The Biden White House also has continued the use of MPP after its initial attempt to end the practice was overturned by a federal court judge. Also known as “Remain in Mexico,” the protocols allow the U.S. to return asylum seekers and other immigrants to Mexico to await their immigration court proceedings.
The chorus of complaints also has come from clergy and religious groups.
“Today, 900 spiritual leaders and multiple faith-based and immigrant rights groups delivered a letter to the White House urging the Biden administration to immediately halt all efforts to expand immigrant detention,” the Interfaith Immigration Coalition announced Jan. 19.
Organizations including Church World Service, the UCC National Collaborative on Immigration, and the Detention Watch Network “expressed deep disappointment in the president for failing to keep his early promises to phase out private detention contracts.”

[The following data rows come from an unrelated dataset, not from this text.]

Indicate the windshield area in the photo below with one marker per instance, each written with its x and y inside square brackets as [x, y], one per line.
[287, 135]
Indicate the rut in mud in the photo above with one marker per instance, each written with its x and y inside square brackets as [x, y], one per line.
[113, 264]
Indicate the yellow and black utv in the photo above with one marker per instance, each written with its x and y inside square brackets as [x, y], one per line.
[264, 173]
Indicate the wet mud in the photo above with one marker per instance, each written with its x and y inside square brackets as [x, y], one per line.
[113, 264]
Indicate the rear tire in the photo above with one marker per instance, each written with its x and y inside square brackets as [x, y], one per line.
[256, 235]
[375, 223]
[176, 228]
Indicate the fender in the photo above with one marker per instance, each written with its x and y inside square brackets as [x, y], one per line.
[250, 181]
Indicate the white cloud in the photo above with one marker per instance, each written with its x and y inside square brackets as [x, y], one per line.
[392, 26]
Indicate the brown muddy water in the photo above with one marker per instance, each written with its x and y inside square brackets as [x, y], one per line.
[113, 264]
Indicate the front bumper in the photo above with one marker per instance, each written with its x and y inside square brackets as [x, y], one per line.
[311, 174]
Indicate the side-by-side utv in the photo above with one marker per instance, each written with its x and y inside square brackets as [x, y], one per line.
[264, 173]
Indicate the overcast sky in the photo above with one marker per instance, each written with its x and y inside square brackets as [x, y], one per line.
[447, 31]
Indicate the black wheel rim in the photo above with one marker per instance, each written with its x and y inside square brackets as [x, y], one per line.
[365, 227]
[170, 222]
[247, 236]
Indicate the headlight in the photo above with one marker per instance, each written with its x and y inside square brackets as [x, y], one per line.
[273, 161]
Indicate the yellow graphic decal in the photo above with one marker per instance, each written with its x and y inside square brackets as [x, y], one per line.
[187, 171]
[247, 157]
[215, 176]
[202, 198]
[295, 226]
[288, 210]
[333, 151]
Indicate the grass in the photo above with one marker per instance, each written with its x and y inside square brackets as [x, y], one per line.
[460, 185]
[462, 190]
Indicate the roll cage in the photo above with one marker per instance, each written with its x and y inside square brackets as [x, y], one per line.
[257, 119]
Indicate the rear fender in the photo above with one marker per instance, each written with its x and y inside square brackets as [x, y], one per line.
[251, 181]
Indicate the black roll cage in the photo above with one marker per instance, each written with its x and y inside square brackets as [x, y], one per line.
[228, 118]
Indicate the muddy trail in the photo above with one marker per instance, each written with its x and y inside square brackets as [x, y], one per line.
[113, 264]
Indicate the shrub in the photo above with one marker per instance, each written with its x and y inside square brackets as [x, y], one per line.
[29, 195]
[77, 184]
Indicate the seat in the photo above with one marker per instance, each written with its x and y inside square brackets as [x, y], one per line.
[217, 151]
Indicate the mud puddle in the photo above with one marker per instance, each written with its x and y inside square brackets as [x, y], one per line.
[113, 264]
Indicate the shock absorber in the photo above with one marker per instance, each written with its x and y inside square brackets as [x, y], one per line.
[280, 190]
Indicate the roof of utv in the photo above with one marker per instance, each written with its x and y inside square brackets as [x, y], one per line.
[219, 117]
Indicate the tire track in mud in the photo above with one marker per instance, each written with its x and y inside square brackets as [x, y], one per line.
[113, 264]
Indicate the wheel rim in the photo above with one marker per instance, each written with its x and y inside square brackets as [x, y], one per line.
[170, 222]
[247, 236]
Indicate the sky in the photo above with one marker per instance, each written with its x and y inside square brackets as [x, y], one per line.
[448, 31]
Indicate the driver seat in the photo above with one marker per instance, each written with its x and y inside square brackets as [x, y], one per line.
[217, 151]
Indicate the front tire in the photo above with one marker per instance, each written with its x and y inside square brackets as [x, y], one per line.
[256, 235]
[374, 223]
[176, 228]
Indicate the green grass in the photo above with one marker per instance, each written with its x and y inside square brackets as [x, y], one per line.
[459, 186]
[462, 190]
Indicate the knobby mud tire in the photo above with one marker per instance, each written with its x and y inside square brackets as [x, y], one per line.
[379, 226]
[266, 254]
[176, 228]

Advocates flagged two immigrant detention facilities in Pennsylvania, one of which is being reopened and the other expanded to hold immigrants awaiting court hearings.
“We are morally compelled to seek ways to dramatically reduce all forms of incarceration.”
“We are morally compelled to seek ways to dramatically reduce all forms of incarceration in favor of … solutions based around systems of accompaniment and community support,” the letter states. “As we turn to the year ahead, we urge you to reverse course and end overreliance on immigration detention by stopping new detention contracts and terminating current ICE contracts, investing in rights-respecting border management at the border, and committing to enacting just and humane immigration policies.”
Signatory Deborah Lee, executive director of the Interfaith Movement for Human Integrity, issued a statement adding that detaining immigrants while they await hearings violates basic human values of freedom and movement.
“We know effective community-based alternatives to detention exist. People can navigate their immigration proceedings while living at home, maintaining their employment, and receiving support from their family and wider community,” Lee said. “We ask the administration to stand with the faith community to find ways to reduce all forms of captivity in favor of non-carceral solutions.”